You can consider all those to be recommendations! Your cheese board cannot fail if you have one from each of those categories, along with some Montgomery’s Cheddar and a nice creamy specimen of Wigmore or Waterloo for those who fancy something milder.

Oh! Oh! Not forgetting some of the “specials” that don’t really fit a category. Gaperon is lovely, with a gentle garlicky taste. I generally despise flavoured cheeses in the UK – it’s usually some cruddy cheddar with a load of harsh chilli or whatever mixed into it. The French do it properly. Another example being the kooky Boulette d’Avesnes, flavoured with parsley, tarragon and paprika and delighting in the nickname ‘suppositoire du diable’. One truly great cheese you can only put on your board between October and April is Vacherin Mont d’Or, a gooey treat that holds a very slightly spicy flavour from the spruce bark it is wrapped in.

To tart up your cheese board I would personally suggest putting a big blob of quince paste in a gap between the cheeses, and tucking little clusters of 3-4 grapes snipped from the bunch in as well.
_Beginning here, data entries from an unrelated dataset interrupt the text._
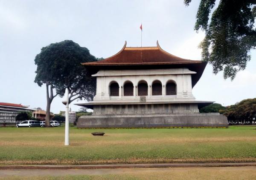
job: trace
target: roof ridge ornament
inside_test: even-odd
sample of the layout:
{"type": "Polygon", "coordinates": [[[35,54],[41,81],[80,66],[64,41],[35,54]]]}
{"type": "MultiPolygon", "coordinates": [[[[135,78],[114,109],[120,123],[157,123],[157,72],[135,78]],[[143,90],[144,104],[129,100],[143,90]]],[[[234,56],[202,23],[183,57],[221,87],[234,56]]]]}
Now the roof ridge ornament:
{"type": "Polygon", "coordinates": [[[116,56],[117,55],[119,54],[119,53],[120,53],[123,51],[124,51],[125,50],[125,49],[126,47],[126,45],[127,44],[127,42],[126,42],[126,41],[125,41],[125,45],[124,45],[124,46],[123,46],[122,48],[121,49],[121,50],[120,50],[119,51],[118,51],[115,54],[114,54],[113,55],[111,56],[110,57],[107,57],[106,58],[105,58],[104,59],[104,60],[107,60],[107,59],[109,59],[109,58],[111,58],[111,57],[114,57],[114,56],[116,56]]]}
{"type": "MultiPolygon", "coordinates": [[[[159,45],[159,42],[158,42],[158,40],[157,41],[157,48],[159,48],[159,50],[160,50],[160,51],[161,51],[162,53],[165,53],[166,54],[166,55],[168,55],[168,56],[172,56],[172,57],[176,57],[176,58],[179,58],[179,59],[183,59],[183,58],[180,58],[180,57],[178,57],[178,56],[176,56],[174,55],[173,54],[172,54],[171,53],[168,53],[167,51],[164,51],[163,49],[162,48],[161,48],[161,47],[160,47],[160,45],[159,45]]],[[[188,60],[191,60],[190,59],[188,59],[188,60]]]]}

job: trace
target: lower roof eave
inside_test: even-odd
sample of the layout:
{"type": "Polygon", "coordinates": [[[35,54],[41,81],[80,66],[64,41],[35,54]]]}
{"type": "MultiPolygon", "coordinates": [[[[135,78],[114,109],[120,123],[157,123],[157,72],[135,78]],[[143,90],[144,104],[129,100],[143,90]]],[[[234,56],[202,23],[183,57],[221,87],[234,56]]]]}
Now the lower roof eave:
{"type": "Polygon", "coordinates": [[[122,104],[197,104],[198,108],[201,108],[213,103],[215,101],[172,101],[169,102],[98,102],[94,101],[88,102],[84,103],[75,104],[75,105],[83,106],[92,110],[93,109],[95,105],[122,105],[122,104]]]}

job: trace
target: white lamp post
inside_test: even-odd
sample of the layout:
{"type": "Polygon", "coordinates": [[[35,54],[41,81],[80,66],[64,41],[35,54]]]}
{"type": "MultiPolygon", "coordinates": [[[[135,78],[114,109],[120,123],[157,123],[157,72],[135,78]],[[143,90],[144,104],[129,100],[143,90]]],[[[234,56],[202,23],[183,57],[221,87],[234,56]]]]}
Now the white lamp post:
{"type": "Polygon", "coordinates": [[[62,103],[66,105],[66,113],[65,119],[65,145],[68,146],[69,145],[69,121],[68,120],[68,89],[66,88],[65,94],[63,98],[62,103]]]}

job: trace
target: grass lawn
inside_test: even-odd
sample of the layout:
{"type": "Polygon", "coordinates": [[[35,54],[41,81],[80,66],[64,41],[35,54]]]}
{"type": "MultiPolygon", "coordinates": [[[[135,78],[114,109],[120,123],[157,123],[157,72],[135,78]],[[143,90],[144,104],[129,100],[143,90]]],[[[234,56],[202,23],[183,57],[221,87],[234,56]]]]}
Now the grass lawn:
{"type": "Polygon", "coordinates": [[[256,161],[255,129],[0,128],[0,164],[256,161]]]}

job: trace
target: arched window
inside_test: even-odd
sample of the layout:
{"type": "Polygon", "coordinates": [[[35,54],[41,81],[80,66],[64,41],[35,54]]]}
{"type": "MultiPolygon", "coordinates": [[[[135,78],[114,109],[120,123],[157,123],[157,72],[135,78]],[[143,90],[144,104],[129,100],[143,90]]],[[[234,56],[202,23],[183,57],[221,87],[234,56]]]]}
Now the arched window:
{"type": "Polygon", "coordinates": [[[176,95],[177,94],[176,84],[172,82],[167,82],[166,89],[166,95],[176,95]]]}
{"type": "Polygon", "coordinates": [[[133,96],[133,84],[131,82],[126,82],[124,85],[124,96],[133,96]]]}
{"type": "Polygon", "coordinates": [[[162,95],[162,83],[160,81],[156,80],[152,84],[152,95],[162,95]]]}
{"type": "Polygon", "coordinates": [[[119,85],[116,82],[111,83],[109,87],[111,96],[119,96],[119,85]]]}
{"type": "Polygon", "coordinates": [[[148,84],[145,81],[141,81],[138,84],[138,96],[148,96],[148,84]]]}

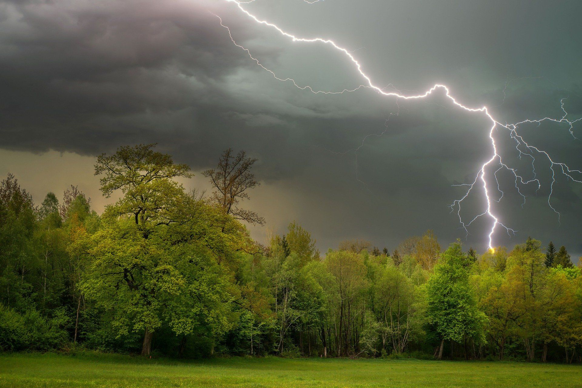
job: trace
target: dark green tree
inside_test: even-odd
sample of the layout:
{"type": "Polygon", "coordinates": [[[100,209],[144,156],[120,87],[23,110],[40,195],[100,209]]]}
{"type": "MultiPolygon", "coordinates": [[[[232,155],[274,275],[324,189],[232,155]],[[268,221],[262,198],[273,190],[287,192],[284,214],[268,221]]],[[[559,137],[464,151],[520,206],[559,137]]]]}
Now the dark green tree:
{"type": "Polygon", "coordinates": [[[545,263],[546,267],[549,268],[553,266],[553,261],[555,258],[556,247],[554,246],[553,243],[550,241],[549,244],[548,244],[548,248],[546,249],[546,259],[545,263]]]}
{"type": "Polygon", "coordinates": [[[469,248],[469,250],[467,252],[467,255],[469,259],[471,262],[474,263],[477,261],[477,252],[475,252],[475,250],[473,248],[473,247],[469,248]]]}
{"type": "Polygon", "coordinates": [[[556,254],[556,258],[553,260],[553,266],[557,267],[558,265],[561,265],[564,268],[571,268],[574,266],[572,260],[570,259],[570,255],[564,245],[560,247],[560,250],[556,254]]]}
{"type": "Polygon", "coordinates": [[[287,242],[287,238],[285,235],[283,235],[283,237],[281,239],[281,248],[283,248],[283,252],[285,255],[285,257],[287,257],[291,254],[291,249],[289,248],[289,244],[287,242]]]}

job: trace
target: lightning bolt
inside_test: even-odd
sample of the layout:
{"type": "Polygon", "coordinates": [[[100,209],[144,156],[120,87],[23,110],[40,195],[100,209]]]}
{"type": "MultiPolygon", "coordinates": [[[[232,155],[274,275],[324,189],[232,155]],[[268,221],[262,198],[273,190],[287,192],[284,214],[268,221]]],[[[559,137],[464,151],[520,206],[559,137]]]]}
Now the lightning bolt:
{"type": "MultiPolygon", "coordinates": [[[[254,62],[255,62],[259,66],[262,67],[264,70],[270,73],[275,79],[279,81],[282,81],[283,82],[287,82],[287,81],[291,82],[293,84],[293,85],[295,87],[302,90],[308,90],[314,94],[342,94],[347,92],[353,92],[363,88],[365,88],[372,89],[378,94],[382,95],[383,96],[395,97],[396,99],[402,99],[405,100],[424,99],[435,93],[435,92],[436,92],[437,91],[441,91],[442,92],[443,92],[445,97],[446,97],[446,98],[450,102],[452,102],[455,106],[457,106],[457,108],[462,109],[464,109],[464,111],[466,111],[467,112],[481,113],[484,115],[485,115],[487,118],[487,119],[491,122],[491,127],[489,128],[489,138],[491,140],[491,152],[492,152],[491,155],[488,159],[484,162],[483,164],[481,166],[480,169],[477,172],[474,180],[471,183],[464,183],[459,185],[453,185],[453,186],[465,187],[467,188],[467,190],[466,191],[465,191],[464,194],[460,199],[455,200],[452,202],[452,204],[449,205],[449,207],[451,208],[452,212],[455,211],[455,210],[456,209],[457,211],[456,213],[459,217],[459,222],[462,226],[462,227],[465,230],[466,233],[467,234],[469,234],[469,231],[467,229],[467,227],[470,226],[470,225],[476,219],[482,216],[487,216],[489,218],[489,219],[491,220],[491,224],[489,234],[487,236],[487,239],[488,240],[489,248],[492,251],[494,250],[494,249],[493,244],[493,236],[494,234],[495,233],[495,229],[498,227],[505,229],[506,232],[508,233],[508,234],[509,234],[510,236],[511,236],[511,233],[514,234],[516,232],[516,230],[512,229],[512,228],[506,226],[503,222],[502,222],[500,220],[499,216],[496,215],[492,207],[492,202],[494,201],[499,202],[499,201],[501,200],[501,198],[503,197],[503,192],[501,190],[499,187],[499,181],[497,179],[497,173],[501,169],[505,169],[508,172],[510,172],[514,175],[514,176],[515,177],[516,188],[517,189],[517,192],[519,193],[519,194],[523,197],[524,203],[525,203],[526,196],[521,193],[521,191],[520,190],[519,185],[520,184],[527,185],[530,183],[535,183],[537,184],[538,190],[539,190],[540,187],[541,186],[541,183],[540,183],[539,179],[538,179],[538,178],[537,177],[537,173],[535,171],[535,167],[534,165],[534,163],[536,162],[535,156],[541,156],[544,157],[545,159],[546,159],[550,163],[549,169],[552,172],[552,182],[550,184],[550,187],[549,187],[550,191],[549,191],[549,194],[548,197],[548,204],[549,205],[549,207],[552,209],[552,210],[553,210],[555,212],[556,212],[558,215],[558,221],[559,222],[560,216],[560,213],[554,208],[554,207],[552,205],[551,202],[552,194],[553,194],[553,186],[556,183],[556,171],[558,171],[558,172],[561,172],[562,175],[565,175],[567,178],[572,180],[572,181],[578,183],[582,183],[582,171],[580,171],[579,170],[572,169],[567,165],[562,162],[555,161],[553,159],[552,159],[551,155],[546,151],[541,149],[538,147],[528,144],[528,143],[526,142],[525,140],[524,140],[523,138],[521,137],[521,136],[517,133],[517,129],[519,128],[519,126],[522,124],[537,123],[538,125],[540,125],[543,122],[545,121],[552,122],[558,124],[567,124],[569,126],[569,131],[570,134],[574,138],[577,138],[576,137],[574,134],[573,126],[575,123],[582,120],[582,118],[574,120],[570,120],[569,119],[566,118],[568,113],[564,108],[564,100],[565,99],[565,98],[562,99],[560,102],[560,108],[562,108],[562,110],[564,113],[563,116],[560,118],[556,119],[549,117],[545,117],[537,119],[526,119],[523,121],[519,122],[518,123],[502,123],[500,121],[499,121],[498,120],[493,117],[493,116],[489,112],[489,109],[487,108],[487,106],[483,106],[478,108],[471,107],[465,105],[460,102],[459,101],[457,100],[456,98],[455,98],[451,94],[450,90],[449,90],[449,87],[444,84],[435,84],[432,87],[431,87],[428,90],[425,91],[424,92],[417,93],[416,94],[406,94],[403,93],[401,91],[399,90],[396,90],[395,91],[386,91],[385,90],[386,88],[381,88],[380,87],[375,85],[372,81],[372,80],[370,78],[370,77],[368,76],[365,73],[364,73],[364,72],[362,70],[361,64],[356,59],[356,58],[353,55],[353,53],[356,50],[353,50],[350,51],[339,45],[334,41],[331,39],[327,39],[320,37],[310,38],[298,37],[293,34],[284,31],[283,30],[282,30],[281,28],[280,28],[275,24],[270,23],[267,20],[260,19],[258,17],[257,17],[257,16],[255,16],[255,15],[253,15],[252,13],[247,11],[246,9],[245,9],[244,8],[243,6],[243,4],[246,4],[250,2],[252,2],[253,1],[254,1],[254,0],[250,0],[250,1],[242,1],[239,0],[225,0],[225,1],[229,3],[233,3],[238,8],[239,10],[242,13],[246,15],[247,17],[249,17],[250,19],[251,19],[255,23],[259,24],[264,25],[265,26],[267,26],[276,30],[281,35],[289,38],[293,42],[301,42],[304,43],[320,43],[329,46],[331,46],[334,49],[335,49],[338,51],[340,52],[341,53],[343,53],[343,54],[345,55],[345,56],[347,58],[347,59],[353,63],[357,72],[360,74],[360,76],[362,77],[362,79],[364,81],[359,86],[357,87],[354,88],[343,89],[343,90],[341,91],[333,91],[316,90],[308,85],[301,86],[299,84],[297,81],[296,81],[295,80],[292,78],[289,77],[282,78],[278,77],[275,73],[274,72],[268,69],[263,65],[262,65],[258,59],[257,59],[257,58],[254,58],[253,56],[253,55],[251,54],[250,51],[248,49],[244,48],[244,47],[237,43],[236,41],[235,40],[234,38],[233,37],[232,34],[229,27],[225,26],[224,24],[223,24],[222,20],[222,19],[220,18],[219,16],[215,15],[217,16],[217,17],[218,17],[219,20],[220,20],[221,26],[225,27],[228,31],[229,36],[230,37],[230,40],[232,41],[232,42],[237,47],[240,48],[245,52],[246,52],[249,56],[254,62]],[[531,159],[531,166],[534,174],[533,179],[530,179],[530,180],[524,179],[521,176],[519,175],[517,173],[516,169],[509,167],[503,161],[501,155],[498,152],[497,145],[495,143],[495,138],[494,136],[495,131],[496,129],[497,129],[498,127],[505,129],[509,131],[509,134],[511,138],[514,141],[515,141],[516,148],[519,152],[518,156],[520,158],[521,158],[522,156],[527,156],[531,159]],[[496,183],[497,190],[502,193],[501,197],[499,198],[499,200],[495,200],[492,198],[492,194],[490,193],[489,187],[489,186],[491,185],[488,184],[488,181],[489,179],[490,179],[491,177],[487,173],[487,169],[488,169],[488,168],[489,168],[490,166],[499,166],[499,168],[498,168],[497,170],[492,175],[493,179],[495,180],[495,181],[496,183]],[[580,176],[579,176],[579,175],[580,175],[580,176]],[[484,207],[483,211],[482,213],[475,216],[469,223],[465,223],[465,222],[463,222],[463,218],[461,216],[460,214],[461,204],[463,202],[463,201],[469,196],[473,190],[475,190],[476,186],[480,186],[481,188],[482,189],[483,196],[485,200],[485,206],[484,207]]],[[[305,2],[307,2],[309,3],[317,2],[317,1],[319,1],[320,0],[315,0],[315,1],[309,1],[308,0],[304,0],[305,2]]],[[[505,88],[504,88],[503,90],[504,101],[505,98],[505,91],[506,88],[507,88],[507,83],[506,83],[506,87],[505,88]]],[[[375,136],[382,136],[382,134],[384,134],[384,133],[385,131],[386,131],[385,130],[379,135],[375,134],[375,134],[375,136]]],[[[368,136],[370,136],[371,135],[368,135],[368,136],[366,136],[364,138],[364,141],[365,140],[366,138],[367,138],[368,136]]],[[[362,143],[362,145],[357,147],[357,148],[354,149],[355,151],[357,152],[357,151],[359,150],[363,145],[363,141],[362,143]]],[[[353,149],[350,151],[353,151],[353,149]]]]}

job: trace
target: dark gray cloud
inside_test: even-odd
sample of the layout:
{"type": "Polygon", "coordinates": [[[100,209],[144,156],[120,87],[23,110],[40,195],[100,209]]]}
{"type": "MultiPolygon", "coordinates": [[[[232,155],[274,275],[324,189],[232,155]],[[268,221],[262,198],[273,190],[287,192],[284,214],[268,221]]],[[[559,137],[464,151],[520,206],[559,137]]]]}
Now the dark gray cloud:
{"type": "MultiPolygon", "coordinates": [[[[378,85],[423,90],[445,83],[468,105],[498,105],[495,116],[510,122],[561,117],[566,97],[569,117],[582,115],[579,2],[245,6],[301,36],[359,49],[354,55],[378,85]]],[[[297,219],[322,250],[351,237],[393,248],[428,229],[444,243],[464,237],[447,205],[462,195],[452,185],[471,181],[488,158],[487,120],[438,94],[396,101],[366,89],[297,89],[235,46],[216,15],[282,78],[331,90],[362,82],[336,51],[292,43],[223,0],[0,0],[2,147],[95,155],[157,141],[196,170],[226,147],[242,148],[260,159],[260,178],[281,198],[257,194],[249,205],[277,220],[278,230],[297,219]]],[[[574,131],[582,138],[581,127],[574,131]]],[[[567,127],[523,126],[520,134],[556,161],[582,166],[582,142],[567,127]]],[[[531,179],[507,131],[496,137],[504,160],[531,179]]],[[[496,208],[519,232],[509,239],[498,230],[496,241],[511,245],[531,234],[582,254],[581,186],[562,176],[554,185],[560,226],[547,203],[548,163],[540,158],[535,167],[542,186],[537,195],[537,187],[523,188],[523,208],[512,177],[500,172],[505,194],[496,208]]],[[[462,213],[469,219],[483,206],[480,197],[470,201],[462,213]]],[[[484,248],[485,221],[472,226],[468,244],[484,248]]]]}

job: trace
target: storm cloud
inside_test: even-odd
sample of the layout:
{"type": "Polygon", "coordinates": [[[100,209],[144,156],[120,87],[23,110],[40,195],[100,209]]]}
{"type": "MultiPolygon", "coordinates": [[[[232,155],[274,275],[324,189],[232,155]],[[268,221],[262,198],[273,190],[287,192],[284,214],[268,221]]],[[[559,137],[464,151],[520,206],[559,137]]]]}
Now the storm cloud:
{"type": "MultiPolygon", "coordinates": [[[[562,99],[569,118],[582,116],[580,2],[256,0],[244,6],[297,35],[357,49],[378,85],[420,91],[446,83],[466,104],[494,107],[509,122],[559,118],[562,99]]],[[[474,179],[490,154],[485,118],[455,109],[441,93],[403,101],[366,88],[333,95],[299,89],[258,66],[217,16],[281,78],[325,90],[363,82],[340,53],[291,42],[224,0],[0,0],[0,146],[94,155],[157,142],[195,172],[232,147],[259,159],[264,184],[249,206],[277,232],[297,220],[322,251],[350,237],[392,250],[427,229],[445,244],[466,238],[448,205],[462,195],[452,185],[474,179]]],[[[567,126],[523,126],[520,134],[556,161],[582,167],[582,141],[567,126]]],[[[506,162],[531,179],[509,134],[495,136],[506,162]]],[[[495,206],[519,232],[510,239],[498,230],[496,243],[531,235],[582,255],[582,185],[559,176],[551,187],[549,163],[540,158],[536,169],[542,186],[523,188],[523,207],[514,178],[500,173],[505,194],[495,206]],[[548,207],[551,188],[561,222],[548,207]]],[[[483,207],[473,199],[462,213],[470,219],[483,207]]],[[[467,244],[484,249],[488,227],[475,222],[467,244]]],[[[264,233],[252,231],[257,238],[264,233]]]]}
I reckon quince paste makes a better accompaniment to the whole range of cheeses than most relishes and is also the One True Way to enjoy eating quince. And grapes are just a bit more appealing at the end of a meal than austere little sticks of celery.

I’m not sure what to say about bread and biscuits. It’s such a dry subject. HahahahaHA! Yes. I prefer some kind of artisan bread flavoured with something that goes well with cheese; walnut bread, for example. But a mixture of any quality bread and biscuits can’t go wrong.

Finally, I have a question for any erudite foodies reading this. Several years ago I had a French cheese on a cheese board at the Fat Duck that was creamy, rinded and with a pronounced saffron flavour. It was lovely, and I’ve never found it again nor been able to locate it on the internets. Any ideas?